The same way we use `annotations` to transform data to POJO, we can write data as POJO.
Having the same POJO class Cpu

```java
String dbName = "myTimeseries";
String rpName = "aRetentionPolicy";
// Cpu has annotations @Measurement,@TimeColumn and @Column
Cpu cpu = new Cpu();
// ... setting data

Point point = Point.measurementByPOJO(cpu.getClass()).addFieldsFromPOJO(cpu).build();

influxDB.write(dbName, rpName, point);
```

#### QueryResult mapper limitations

* If your InfluxDB query contains multiple SELECT clauses, you will have to call InfluxResultMapper#toPOJO() multiple times to map every measurement returned by QueryResult to the respective POJO;
* If your InfluxDB query contains multiple SELECT clauses **for the same measurement**, InfluxResultMapper will process all results because there is no way to distinguish which one should be mapped to your POJO. It may result in an invalid collection being returned;
* A Class field annotated with _@Column(..., tag = true)_ (i.e. a [InfluxDB Tag](https://docs.influxdata.com/influxdb/v1.2/concepts/glossary/#tag-value)) must be declared as _String_.

#### QueryBuilder

An alternative way to create InfluxDB queries is available.
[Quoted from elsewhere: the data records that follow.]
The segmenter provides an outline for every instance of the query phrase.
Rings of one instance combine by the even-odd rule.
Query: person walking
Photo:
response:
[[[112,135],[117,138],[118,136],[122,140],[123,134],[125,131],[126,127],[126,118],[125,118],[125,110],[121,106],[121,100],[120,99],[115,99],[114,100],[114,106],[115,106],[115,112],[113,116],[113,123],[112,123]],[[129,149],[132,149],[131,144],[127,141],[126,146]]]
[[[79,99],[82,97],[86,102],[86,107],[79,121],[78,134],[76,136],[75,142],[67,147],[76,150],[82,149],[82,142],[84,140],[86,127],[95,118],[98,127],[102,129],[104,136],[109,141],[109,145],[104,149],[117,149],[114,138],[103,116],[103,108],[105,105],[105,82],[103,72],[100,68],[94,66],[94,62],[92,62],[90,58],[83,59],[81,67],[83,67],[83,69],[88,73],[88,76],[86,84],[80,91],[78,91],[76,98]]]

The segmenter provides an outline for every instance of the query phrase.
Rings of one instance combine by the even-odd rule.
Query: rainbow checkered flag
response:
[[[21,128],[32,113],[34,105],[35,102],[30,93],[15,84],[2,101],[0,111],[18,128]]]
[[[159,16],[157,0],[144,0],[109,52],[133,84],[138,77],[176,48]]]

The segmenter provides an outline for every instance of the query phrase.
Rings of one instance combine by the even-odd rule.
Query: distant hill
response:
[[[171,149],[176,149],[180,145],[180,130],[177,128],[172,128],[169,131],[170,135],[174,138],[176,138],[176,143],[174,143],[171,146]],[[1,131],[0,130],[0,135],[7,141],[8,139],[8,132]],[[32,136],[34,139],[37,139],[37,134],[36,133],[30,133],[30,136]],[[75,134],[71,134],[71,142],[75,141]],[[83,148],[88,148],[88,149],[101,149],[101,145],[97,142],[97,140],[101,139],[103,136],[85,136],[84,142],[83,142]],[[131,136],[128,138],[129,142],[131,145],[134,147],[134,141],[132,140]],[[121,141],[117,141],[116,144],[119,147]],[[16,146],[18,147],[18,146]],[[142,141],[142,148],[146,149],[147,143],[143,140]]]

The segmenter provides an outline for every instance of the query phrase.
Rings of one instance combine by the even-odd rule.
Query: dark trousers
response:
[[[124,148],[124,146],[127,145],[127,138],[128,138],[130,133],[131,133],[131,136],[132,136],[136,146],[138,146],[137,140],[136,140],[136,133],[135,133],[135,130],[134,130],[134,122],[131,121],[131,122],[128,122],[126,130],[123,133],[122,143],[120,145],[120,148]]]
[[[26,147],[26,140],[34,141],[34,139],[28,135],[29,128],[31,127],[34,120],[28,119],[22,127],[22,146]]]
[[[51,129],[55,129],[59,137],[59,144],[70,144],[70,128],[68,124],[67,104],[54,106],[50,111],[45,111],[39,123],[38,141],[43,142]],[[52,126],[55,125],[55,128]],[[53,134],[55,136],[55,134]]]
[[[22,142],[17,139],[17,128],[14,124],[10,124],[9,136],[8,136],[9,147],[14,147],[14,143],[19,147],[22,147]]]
By using the [QueryBuilder](QUERY_BUILDER.md) you can create queries using java instead of providing the influxdb queries as strings.

#### Generic POJO super classes

POJO classes can have generic super classes, for cases where multiple measurements have a similar structure, and differ by type(s), as in:

```java
public class SuperMeasurement<T> {
    @Column
    @TimeColumn
    private Instant time;
    @Column
    T value;
    // Other common columns and tags
}

public class SubMeasurement extends SuperMeasurement<String> {
    // Any specific columns and tags
}
```

### InfluxDBMapper

In case you want to save and load data using models you can use the [InfluxDBMapper](INFLUXDB_MAPPER.md).

### Other Usages

For additional usage examples have a look at [InfluxDBTest.java](https://github.com/influxdb/influxdb-java/blob/master/src/test/java/org/influxdb/InfluxDBTest.java "InfluxDBTest.java")

### Publishing

This is a
[link](https://docs.sonatype.org/display/Repository/Sonatype+OSS+Maven+Repository+Usage+Guide)
to the sonatype oss guide to publishing. I'll update this section once
the [jira ticket](https://issues.sonatype.org/browse/OSSRH-9728) is
closed and I'm able to upload artifacts to the sonatype repositories.

### Frequently Asked Questions

This is a [FAQ](FAQ.md) list for influxdb-java.